The conditions don’t need to be given to achieve success, and succeed, despite the many obstacles and difficulties that are encountered along the way, is something that we can take as a fact. While many of us blame circumstances for not doing business with the Japanese or doing something, and we look for a thousand ways to justify ourselves, countless examples around the world manage to overcome situations that, more than complex, could seem impossible to us.

As if that were not enough, japan is a country, an island to be more exact, in which its inhabitants have had to fight and constantly face adversity and the most challenging situations anyone could imagine. Natural disasters, nuclear devastation, and two world wars have been part of this country’s past and present. Today, its economy is among the three most powerful and not for nothing. Japan is considered a model for the world in different aspects.

That is why given the magnitude of what it means for a country to become a power and be considered an example in many ways for the world. Doing business with Japanese specialists is worth analyzing by learning some lessons this Asian nation can bring us.

The following, for example, are some that we can learn doing business with the Japanese at a business level, although, of course, we can also apply them to our lives:

  1. Instead of looking to win at the expense of the other party losing, focus on how everyone can win.

While in many countries, the “business is business” marks the conduct and attitude that should be assumed when facing a negotiation in many or most cases, for the Japanese, transparency, and integrity are fundamental values within their culture, and that, of course, includes business. 

According to what they say, being well (acting honestly and sincerely), together with doing well (precisely doing the job), results in well-being (self-realization), which in turn will bring good having (financial reward).

  • It is more important to be disciplined than to be innovative.

There is a famous saying in Japan that, sooner or later, discipline overcomes intelligence. In a country where the majority of people share this belief to the point that we could say that it is embedded in the DNA of each of its inhabitants, it is not that the majority of Japanese are geniuses as many people may think; they are disciplined. So doing business with the Japanese is always a win-win

  • There is always a better way to do things.

Especially at work, the Japanese have always been obsessed with finding the best way to do things. So much so that they have been in charge of creating the famous kaizen method through which both Japanese and foreign companies have improved their productivity and achieved surprising levels of efficiency significantly.

It would be best if you always considered how you could improve your processes and, in general, do business with Japanese specialists, seeking greater efficiency and continuous improvement.

Japan uses a saying: “Today you work better than yesterday but worse than tomorrow.”

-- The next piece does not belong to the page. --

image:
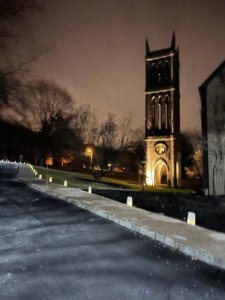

  • Reinvesting is key to growth.

While in many places, it is normal for a company to start distributing dividends among its partners as soon as it starts to turn a profit, and little is spent reinvesting in it (if there is anything left over). One of the reasons why Japanese companies are great motors of the economy is because the priority, especially during the first years of being launched, is to reinvest in the company to consolidate and strengthen it.

So, to achieve this purpose by doing business with Japanese specialists, the founders of a company may receive significant benefits once it gains sufficient stability and guarantees sure sustainability in the future that allows it to generate substantial benefits regularly. Although this may take time and implies making sacrifices in the short term, it can be very beneficial for both the company and its partners in the medium or long term.